It's not for the plants we advice. It beneficial and even necessary for the frogs that the substrate is dry.

So far I can't point out annything else, since you haven't decided on a species yet. This will influence the recommendations the(expierenced) keepers here will give you.

Btw, If you ever pass through belgium, feel free to visit.


----------



## Ronald.K (Jul 22, 2021)

Tijl said:


> It's not for the plants we advice. It beneficial and even necessary for the frogs that the substrate is dry.
> 
> So far I can't point out annything else, since you haven't decided on a species yet. This will influence the recommendations the(expierenced) keepers here will give you.
> 
> Btw, If you ever pass through belgium, feel free to visit.
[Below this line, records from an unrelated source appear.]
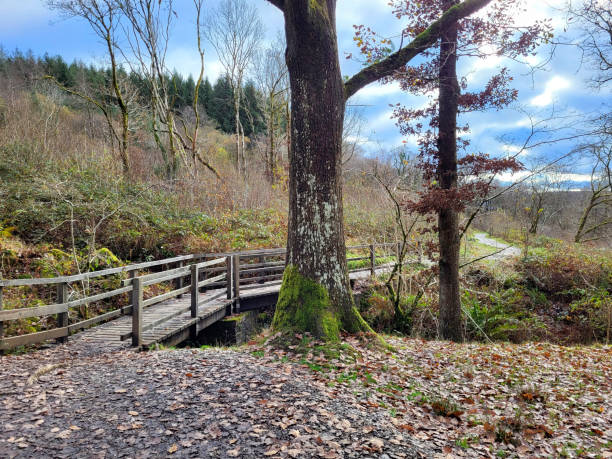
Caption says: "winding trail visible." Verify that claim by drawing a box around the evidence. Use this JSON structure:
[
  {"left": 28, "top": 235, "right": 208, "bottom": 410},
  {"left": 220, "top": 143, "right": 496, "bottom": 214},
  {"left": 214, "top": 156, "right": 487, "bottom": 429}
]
[{"left": 474, "top": 233, "right": 521, "bottom": 260}]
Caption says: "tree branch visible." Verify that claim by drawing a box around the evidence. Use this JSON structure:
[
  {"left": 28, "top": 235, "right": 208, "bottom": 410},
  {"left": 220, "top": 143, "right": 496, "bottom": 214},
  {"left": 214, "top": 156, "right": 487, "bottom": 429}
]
[
  {"left": 344, "top": 0, "right": 492, "bottom": 100},
  {"left": 268, "top": 0, "right": 285, "bottom": 11}
]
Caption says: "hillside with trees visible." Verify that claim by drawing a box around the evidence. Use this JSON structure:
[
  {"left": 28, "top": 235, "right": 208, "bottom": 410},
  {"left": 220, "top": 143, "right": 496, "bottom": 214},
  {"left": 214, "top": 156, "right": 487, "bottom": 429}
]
[{"left": 0, "top": 0, "right": 612, "bottom": 458}]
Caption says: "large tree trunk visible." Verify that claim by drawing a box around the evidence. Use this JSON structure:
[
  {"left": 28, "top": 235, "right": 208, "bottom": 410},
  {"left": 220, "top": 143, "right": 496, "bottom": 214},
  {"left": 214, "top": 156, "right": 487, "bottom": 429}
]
[
  {"left": 273, "top": 0, "right": 368, "bottom": 340},
  {"left": 438, "top": 0, "right": 463, "bottom": 341}
]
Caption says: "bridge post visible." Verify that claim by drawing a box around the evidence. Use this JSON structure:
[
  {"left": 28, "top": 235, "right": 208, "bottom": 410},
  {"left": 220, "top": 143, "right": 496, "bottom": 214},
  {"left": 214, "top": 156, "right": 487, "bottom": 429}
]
[
  {"left": 225, "top": 256, "right": 233, "bottom": 300},
  {"left": 128, "top": 269, "right": 138, "bottom": 313},
  {"left": 370, "top": 244, "right": 376, "bottom": 276},
  {"left": 174, "top": 261, "right": 185, "bottom": 298},
  {"left": 132, "top": 277, "right": 142, "bottom": 347},
  {"left": 232, "top": 255, "right": 240, "bottom": 313},
  {"left": 56, "top": 282, "right": 68, "bottom": 343},
  {"left": 191, "top": 263, "right": 200, "bottom": 317},
  {"left": 0, "top": 273, "right": 4, "bottom": 355}
]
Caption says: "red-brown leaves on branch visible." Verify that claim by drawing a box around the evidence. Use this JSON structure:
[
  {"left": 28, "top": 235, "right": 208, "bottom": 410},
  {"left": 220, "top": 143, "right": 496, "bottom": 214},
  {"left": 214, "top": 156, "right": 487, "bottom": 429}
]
[{"left": 355, "top": 0, "right": 551, "bottom": 223}]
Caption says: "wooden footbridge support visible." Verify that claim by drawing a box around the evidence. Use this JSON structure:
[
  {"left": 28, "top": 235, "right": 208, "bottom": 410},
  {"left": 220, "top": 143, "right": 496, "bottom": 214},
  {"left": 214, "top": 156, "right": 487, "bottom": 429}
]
[{"left": 0, "top": 243, "right": 397, "bottom": 351}]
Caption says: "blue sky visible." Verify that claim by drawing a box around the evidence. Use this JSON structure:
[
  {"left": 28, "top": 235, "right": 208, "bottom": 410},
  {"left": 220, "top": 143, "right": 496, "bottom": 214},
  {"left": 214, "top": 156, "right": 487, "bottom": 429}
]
[{"left": 0, "top": 0, "right": 612, "bottom": 182}]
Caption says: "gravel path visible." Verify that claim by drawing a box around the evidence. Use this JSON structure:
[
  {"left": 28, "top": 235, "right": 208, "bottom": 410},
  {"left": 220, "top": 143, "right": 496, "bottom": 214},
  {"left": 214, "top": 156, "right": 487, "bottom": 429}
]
[
  {"left": 474, "top": 233, "right": 521, "bottom": 260},
  {"left": 0, "top": 341, "right": 435, "bottom": 458}
]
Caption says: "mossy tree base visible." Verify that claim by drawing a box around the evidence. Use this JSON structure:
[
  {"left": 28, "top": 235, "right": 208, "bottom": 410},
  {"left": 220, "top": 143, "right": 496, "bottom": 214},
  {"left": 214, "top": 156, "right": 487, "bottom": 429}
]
[{"left": 272, "top": 265, "right": 372, "bottom": 341}]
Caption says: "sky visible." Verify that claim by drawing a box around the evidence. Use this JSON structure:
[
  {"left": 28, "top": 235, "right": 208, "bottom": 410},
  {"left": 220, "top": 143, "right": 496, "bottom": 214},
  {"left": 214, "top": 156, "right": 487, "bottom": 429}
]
[{"left": 0, "top": 0, "right": 612, "bottom": 184}]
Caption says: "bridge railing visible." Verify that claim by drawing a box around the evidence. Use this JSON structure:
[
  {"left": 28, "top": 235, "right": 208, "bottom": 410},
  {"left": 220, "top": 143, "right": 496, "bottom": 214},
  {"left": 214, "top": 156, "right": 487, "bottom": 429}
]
[
  {"left": 125, "top": 257, "right": 232, "bottom": 346},
  {"left": 0, "top": 243, "right": 397, "bottom": 351}
]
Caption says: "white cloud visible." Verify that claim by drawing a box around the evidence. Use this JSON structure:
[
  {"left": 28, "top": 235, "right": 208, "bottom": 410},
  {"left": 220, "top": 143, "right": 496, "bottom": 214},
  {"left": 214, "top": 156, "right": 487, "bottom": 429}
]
[
  {"left": 359, "top": 82, "right": 402, "bottom": 99},
  {"left": 497, "top": 171, "right": 591, "bottom": 183},
  {"left": 531, "top": 75, "right": 571, "bottom": 107},
  {"left": 0, "top": 0, "right": 55, "bottom": 33},
  {"left": 166, "top": 46, "right": 223, "bottom": 83},
  {"left": 368, "top": 110, "right": 395, "bottom": 131}
]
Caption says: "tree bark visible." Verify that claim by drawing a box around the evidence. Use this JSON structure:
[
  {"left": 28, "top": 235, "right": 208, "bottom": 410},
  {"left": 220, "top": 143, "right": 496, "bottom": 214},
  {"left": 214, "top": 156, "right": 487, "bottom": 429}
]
[
  {"left": 269, "top": 0, "right": 492, "bottom": 339},
  {"left": 438, "top": 0, "right": 463, "bottom": 341},
  {"left": 273, "top": 0, "right": 368, "bottom": 340}
]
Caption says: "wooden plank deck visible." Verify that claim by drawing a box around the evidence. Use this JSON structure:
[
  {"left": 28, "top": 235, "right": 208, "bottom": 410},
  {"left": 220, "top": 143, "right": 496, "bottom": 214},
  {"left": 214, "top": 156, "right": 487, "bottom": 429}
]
[{"left": 47, "top": 266, "right": 396, "bottom": 352}]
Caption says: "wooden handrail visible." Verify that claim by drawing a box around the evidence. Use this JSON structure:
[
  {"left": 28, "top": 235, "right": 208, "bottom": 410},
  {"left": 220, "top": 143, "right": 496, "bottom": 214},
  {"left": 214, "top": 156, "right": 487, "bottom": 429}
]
[{"left": 0, "top": 243, "right": 397, "bottom": 350}]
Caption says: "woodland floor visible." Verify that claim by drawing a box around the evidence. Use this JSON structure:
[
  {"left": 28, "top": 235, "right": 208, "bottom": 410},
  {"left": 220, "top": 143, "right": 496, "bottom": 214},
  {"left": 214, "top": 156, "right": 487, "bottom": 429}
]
[{"left": 0, "top": 337, "right": 612, "bottom": 458}]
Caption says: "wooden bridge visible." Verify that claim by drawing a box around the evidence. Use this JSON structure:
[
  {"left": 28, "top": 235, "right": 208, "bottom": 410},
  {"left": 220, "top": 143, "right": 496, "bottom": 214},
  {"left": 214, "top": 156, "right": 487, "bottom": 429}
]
[{"left": 0, "top": 243, "right": 397, "bottom": 351}]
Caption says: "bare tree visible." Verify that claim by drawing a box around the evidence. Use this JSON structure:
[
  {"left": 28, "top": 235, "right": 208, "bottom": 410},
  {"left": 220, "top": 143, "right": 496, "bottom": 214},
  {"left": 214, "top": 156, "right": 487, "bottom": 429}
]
[
  {"left": 342, "top": 105, "right": 366, "bottom": 166},
  {"left": 47, "top": 0, "right": 130, "bottom": 175},
  {"left": 574, "top": 143, "right": 612, "bottom": 242},
  {"left": 117, "top": 0, "right": 187, "bottom": 180},
  {"left": 253, "top": 34, "right": 289, "bottom": 183},
  {"left": 204, "top": 0, "right": 263, "bottom": 176},
  {"left": 569, "top": 0, "right": 612, "bottom": 88}
]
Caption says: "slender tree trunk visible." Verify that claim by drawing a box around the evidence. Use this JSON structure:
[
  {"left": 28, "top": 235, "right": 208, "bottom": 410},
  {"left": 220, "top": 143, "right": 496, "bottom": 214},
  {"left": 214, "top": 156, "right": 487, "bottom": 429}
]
[
  {"left": 438, "top": 0, "right": 463, "bottom": 341},
  {"left": 273, "top": 0, "right": 368, "bottom": 340},
  {"left": 266, "top": 94, "right": 276, "bottom": 184},
  {"left": 106, "top": 42, "right": 130, "bottom": 177},
  {"left": 574, "top": 194, "right": 595, "bottom": 243},
  {"left": 234, "top": 87, "right": 244, "bottom": 175}
]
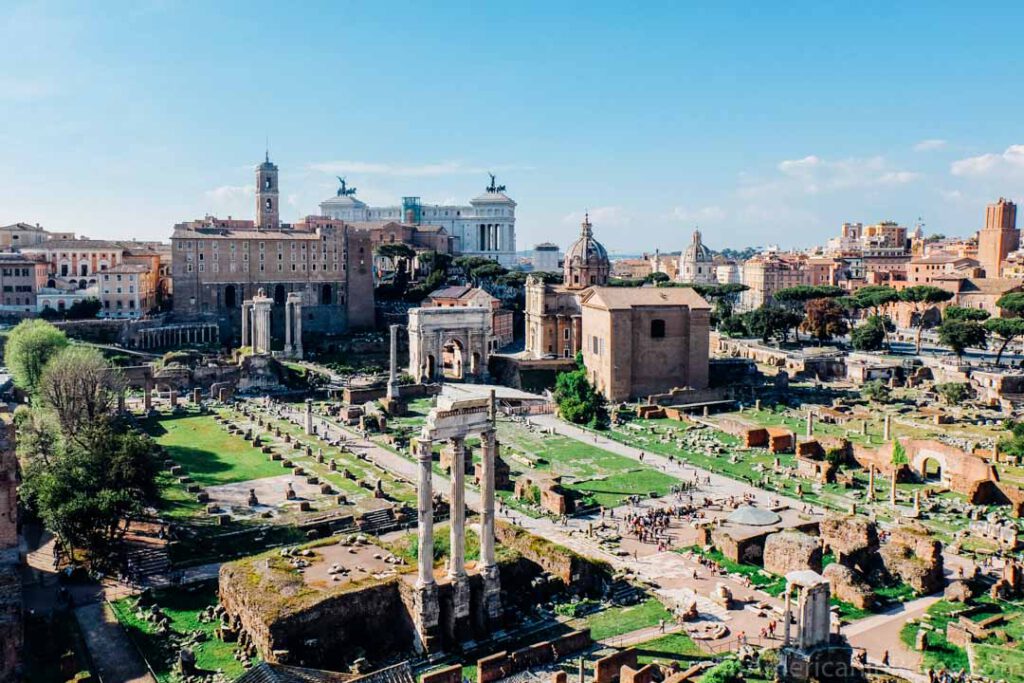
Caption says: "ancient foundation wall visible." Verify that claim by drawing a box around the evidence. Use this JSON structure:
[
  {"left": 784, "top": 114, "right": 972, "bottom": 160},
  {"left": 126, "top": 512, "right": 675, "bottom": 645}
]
[{"left": 495, "top": 520, "right": 610, "bottom": 593}]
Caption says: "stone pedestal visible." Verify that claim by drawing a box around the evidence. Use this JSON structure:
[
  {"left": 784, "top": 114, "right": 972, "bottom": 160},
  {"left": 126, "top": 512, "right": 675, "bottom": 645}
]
[{"left": 413, "top": 582, "right": 440, "bottom": 652}]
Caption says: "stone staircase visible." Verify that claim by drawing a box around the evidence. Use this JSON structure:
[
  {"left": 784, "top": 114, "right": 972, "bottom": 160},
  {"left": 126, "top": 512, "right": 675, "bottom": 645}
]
[
  {"left": 608, "top": 579, "right": 641, "bottom": 605},
  {"left": 128, "top": 545, "right": 171, "bottom": 583},
  {"left": 359, "top": 508, "right": 394, "bottom": 533}
]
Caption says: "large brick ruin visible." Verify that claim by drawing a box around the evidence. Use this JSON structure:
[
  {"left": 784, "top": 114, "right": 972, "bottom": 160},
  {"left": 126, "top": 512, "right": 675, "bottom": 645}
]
[{"left": 220, "top": 522, "right": 608, "bottom": 671}]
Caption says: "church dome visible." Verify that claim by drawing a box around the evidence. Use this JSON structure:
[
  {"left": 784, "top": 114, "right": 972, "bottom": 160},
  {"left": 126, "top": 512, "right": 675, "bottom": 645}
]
[
  {"left": 565, "top": 215, "right": 611, "bottom": 289},
  {"left": 683, "top": 230, "right": 715, "bottom": 263}
]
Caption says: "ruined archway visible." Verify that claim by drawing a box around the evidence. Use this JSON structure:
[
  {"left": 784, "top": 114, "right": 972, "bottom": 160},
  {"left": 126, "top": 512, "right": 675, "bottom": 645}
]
[{"left": 441, "top": 339, "right": 466, "bottom": 380}]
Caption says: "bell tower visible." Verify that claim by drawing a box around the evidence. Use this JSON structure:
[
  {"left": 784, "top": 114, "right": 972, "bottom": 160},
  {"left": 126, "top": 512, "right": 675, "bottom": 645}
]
[{"left": 256, "top": 152, "right": 281, "bottom": 230}]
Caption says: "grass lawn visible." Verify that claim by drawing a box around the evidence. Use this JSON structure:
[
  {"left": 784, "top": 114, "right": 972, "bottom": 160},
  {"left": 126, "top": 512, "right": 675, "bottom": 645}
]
[
  {"left": 113, "top": 582, "right": 244, "bottom": 683},
  {"left": 676, "top": 546, "right": 785, "bottom": 597},
  {"left": 899, "top": 600, "right": 971, "bottom": 671},
  {"left": 973, "top": 643, "right": 1024, "bottom": 682},
  {"left": 498, "top": 421, "right": 679, "bottom": 507},
  {"left": 634, "top": 633, "right": 709, "bottom": 665},
  {"left": 142, "top": 414, "right": 282, "bottom": 486},
  {"left": 570, "top": 598, "right": 672, "bottom": 640}
]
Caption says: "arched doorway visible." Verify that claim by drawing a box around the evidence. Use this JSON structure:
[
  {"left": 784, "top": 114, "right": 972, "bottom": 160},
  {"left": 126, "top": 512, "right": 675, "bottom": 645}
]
[
  {"left": 921, "top": 458, "right": 942, "bottom": 481},
  {"left": 441, "top": 339, "right": 465, "bottom": 380}
]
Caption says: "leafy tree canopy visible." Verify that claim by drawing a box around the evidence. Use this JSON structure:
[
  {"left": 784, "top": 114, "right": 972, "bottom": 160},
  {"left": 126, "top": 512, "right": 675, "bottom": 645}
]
[{"left": 4, "top": 319, "right": 69, "bottom": 393}]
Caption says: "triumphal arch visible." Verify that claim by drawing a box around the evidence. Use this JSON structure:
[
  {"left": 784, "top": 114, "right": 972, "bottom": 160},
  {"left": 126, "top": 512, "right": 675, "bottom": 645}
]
[
  {"left": 413, "top": 390, "right": 502, "bottom": 651},
  {"left": 409, "top": 306, "right": 493, "bottom": 382}
]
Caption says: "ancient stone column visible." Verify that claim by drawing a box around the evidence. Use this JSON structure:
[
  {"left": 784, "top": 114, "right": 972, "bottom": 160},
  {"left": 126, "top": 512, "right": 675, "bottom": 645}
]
[
  {"left": 285, "top": 301, "right": 295, "bottom": 356},
  {"left": 449, "top": 436, "right": 470, "bottom": 638},
  {"left": 480, "top": 430, "right": 502, "bottom": 622},
  {"left": 413, "top": 439, "right": 440, "bottom": 651},
  {"left": 449, "top": 437, "right": 466, "bottom": 580},
  {"left": 292, "top": 297, "right": 302, "bottom": 360},
  {"left": 242, "top": 301, "right": 253, "bottom": 346},
  {"left": 387, "top": 325, "right": 398, "bottom": 399}
]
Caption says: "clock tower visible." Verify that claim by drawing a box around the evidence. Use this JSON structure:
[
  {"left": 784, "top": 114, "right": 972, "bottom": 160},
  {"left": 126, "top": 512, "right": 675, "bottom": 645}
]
[{"left": 256, "top": 153, "right": 281, "bottom": 230}]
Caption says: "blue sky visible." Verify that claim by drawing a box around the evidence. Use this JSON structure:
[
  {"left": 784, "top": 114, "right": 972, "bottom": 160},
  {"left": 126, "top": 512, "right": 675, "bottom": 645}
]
[{"left": 0, "top": 0, "right": 1024, "bottom": 252}]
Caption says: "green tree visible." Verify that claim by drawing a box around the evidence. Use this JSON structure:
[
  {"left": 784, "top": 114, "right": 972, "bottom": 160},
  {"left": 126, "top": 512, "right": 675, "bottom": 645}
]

The species will be tinctorius. I like that they are large and bold and a good beginner frog according to the forums and websites.

Thanks for the invite! Maybe I'll do that in the near future


----------



## Ronald.K (Jul 22, 2021)

Hi all, 

The spiderwood has been delivered, I will probably cover this with moss and I also aquired 2 new bromelia's  

See the picture below: 










I hope the spiderwood gives a little more crawling space for the future inhabitants, maybe I will add more when the plants start grow in, 

I'm still thinking about the pink bromerlia where to place it, what do you all think ?


----------



## 2 tincs bakhuis (Jul 8, 2021)

Hi I would take the middle red one and put it in the top left corner and take the leftmost green brom and place next to the pink. Just a idea.


----------



## Ronald.K (Jul 22, 2021)

2 tincs bakhuis said:


> Hi I would take the middle red one and put it in the top left corner and take the leftmost green brom and place next to the pink. Just a idea.


Hi, 

That's a good idea! I forgot to upload the new picture 😅 I'm waiting on a bunch of cuttings from a member here, and will wait until the tank has grown in some more, 

Here is the new look:


----------



## Betta132 (May 12, 2012)

I would try to add more climbing surfaces, still. Frogs like a lot of vertical space, and it helps make up for the lack of floorspace. Your tank should look something like a jungle gym.


----------



## Ronald.K (Jul 22, 2021)

Betta132 said:


> I would try to add more climbing surfaces, still. Frogs like a lot of vertical space, and it helps make up for the lack of floorspace. Your tank should look something like a jungle gym.


That is very true! I'm still waiting on various cuttings of plants to create more climbing surface, I'm also going to put Pothos in it, 

The background has ledges where the frogs can walk upon, it doesn't show good on the picture here tho..

As for hardscape I will add more slowly, still got to wait 1.5 months before I can have frogs, by then it will be as good as I can get it.


----------



## amfrogs (Jul 14, 2020)

How is it growing in? Update photos?


----------